I really should show more maturity, but this thing has been going on for years. Meanwhile, the organization puts out fancy press releases about how it is working tremendously hard to improve things and make things better! Hint – it’s not!
How do you address the issue of denial? In my view, the Board of Directors should commission a study to determine why it has consistently, for well over a decade, managed to run an airport in which the escalators never work, and use that as the springboard to examine how it has allowed a culture of failure-acceptance to creep into every aspect of its operational activities. (They might also consider that the rest of the modern world has put in modern sensor-based technology which instantly advises them of infrastructure issues like this. But I digress.)
Small consistent failure provides a map to deep systemic denial!
Here’s the thing – everything can become broken – business models, product integrity and reliability, skills relevance, customer support channels, logistics, and more. Anything, at any point in time, goes into a status in which it doesn’t function correctly and eventually goes into a state of non-repairability. People too become broken – society is seeing an acceleration of mental illness, substance abuse, depression, and addiction.
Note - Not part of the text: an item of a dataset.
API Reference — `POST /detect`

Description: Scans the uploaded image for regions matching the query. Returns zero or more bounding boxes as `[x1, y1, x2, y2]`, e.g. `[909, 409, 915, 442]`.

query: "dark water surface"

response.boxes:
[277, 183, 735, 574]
Whether personal or business based, when something is broken, it can only be fixed if acceptance takes hold. it can never be fixed if you can’t admit it’s broken in the first place. This has long been true – but now, the challenge of acceptance has been challenged by vast numbers of society who have decided since they don’t quite like the current reality, they’ll simply invent a new, fictional one. Their chance of success at fixing their broken life, business model, career skills, and future, in that case, become marginal, next to none.
This brings me to the issue of leadership – when business models are broken, real leaders don’t cling to them, trying to preserve the past. They recognize that their plans, strategies, goals, and activities have been shattered and that it’s time to move on. This is what differentiates successful organizations from marginal performers in the era of disruptive business model change! (Can you tell I struggled a bit with the theme for today’s post?)
Bottom line: acceptance of your future is the first step in moving toward a better one! Recognizing that you need to fix things is the first step in actually doing so. Maybe moving beyond denial into understanding is the one key thing you really need to focus on!